Review: ‘Coco Avant Chanel’

by Christine Estima

Audrey Tautou in Coco Avant Chanel

Audrey Tautou in Coco Avant Chanel

(Coco Before Chanel in the U.S.)
Directed by Anne Fontaine
Starring Audrey Tautou and Alessandro Nivola
Rated: 8/10

Two films concerning the life and times of legendary French fashion designer Coco Chanel are being released this year. While one focuses on her mid-career affair with composer Igor Stravinsky, Coco Avant Chanel, however, centres on her early struggle, fighting tooth and nail to make a life for herself independently in a time when a woman’s security came either from marriage or prostitution.

Starring everyone’s favourite French cross-over actress Audrey Tautou as Chanel, we follow Gabrielle (or “Coco” as she is affectionately called by her circle of friends after a popular French folk song she sings in nightclubs) from her adolescence in an orphanage after she and her sister are abandoned by their father, through her life as a struggling seamstress without education or notable relations, to the early love affairs and relationships that shaped her view on life, success, marriage, and most of all, love (and the disasters therein).

Those looking for insight into her original inspirations and forays into fashion design will be somewhat disappointed, as this is more about a young girl who rages against everything canonically feminine for her time – corsets, frilly hats, falling in love, posturing, acquiring wealth, and marriage. Chanel, believing that love and marriage are “boring,” engages in an affair with millionaire playboy Etienne Balsan (played by Benoît Poelvoorde), who pays her way in exchange for her charms, but he doesn’t offer her respect or dignity, even hiding her away from his socialite friends out of shame. However, when his colleague Arthur “Boy” Capel (played by American actor Alessandro Nivola), a coal tycoon with secrets of his own, comes into her life, Chanel is exposed to her first pangs of real love, desire, and acceptance. But, as most biopics go, tragedy looms in the near future, and Coco must decide whether to marry and gain the financial stability she longs for, or control her own future and live by her own earnings.
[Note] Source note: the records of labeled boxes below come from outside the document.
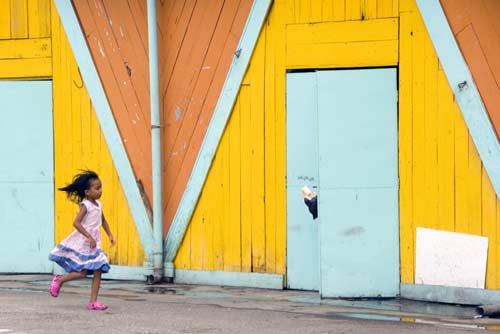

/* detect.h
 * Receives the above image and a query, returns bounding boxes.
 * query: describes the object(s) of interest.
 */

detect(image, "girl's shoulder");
[80,199,101,210]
Tautou is marvellous in this role, a real departure from the quirky, introspective, jolly characters (Amelie, A Very Long Engagment) she’s played in the past that we’ve come to expect from her. Her portrayal is of honest anger, bitterness, but also ingenuity, and with a real hunger for something that even she has trouble expressing. She can’t decide if she enjoys singing or acting or making hats for Balsan’s famous friends. She doesn’t know fashion stardom is in her future, but she’s striving for greatness nonetheless.
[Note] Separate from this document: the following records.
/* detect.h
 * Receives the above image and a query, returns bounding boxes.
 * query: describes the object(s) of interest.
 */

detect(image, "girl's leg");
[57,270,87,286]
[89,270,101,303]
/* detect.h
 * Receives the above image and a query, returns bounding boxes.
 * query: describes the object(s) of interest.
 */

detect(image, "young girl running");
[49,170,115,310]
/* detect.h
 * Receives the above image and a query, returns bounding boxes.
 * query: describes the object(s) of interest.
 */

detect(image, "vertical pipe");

Nivola is the scene-stealer of this, however. His depiction of a man earnestly in love and torn between his demons and Chanel is compelling and there’s a fire behind his eyes. It is interesting to note that Nivola learned how to speak French specifically for this role, and his accent, despite subtle flaws, is near-perfect.

Even if this wasn’t a biopic, it would still be a ravishing film to behold, with Catherine Leterrier‘s exquisite costume design and Alexandre Desplat stirring musical soundtrack. Drawing parallels to the life and novels of Jane Austen, there is no shortage of strong female stories, endeavouring to survive in a man’s world without having to rely on one.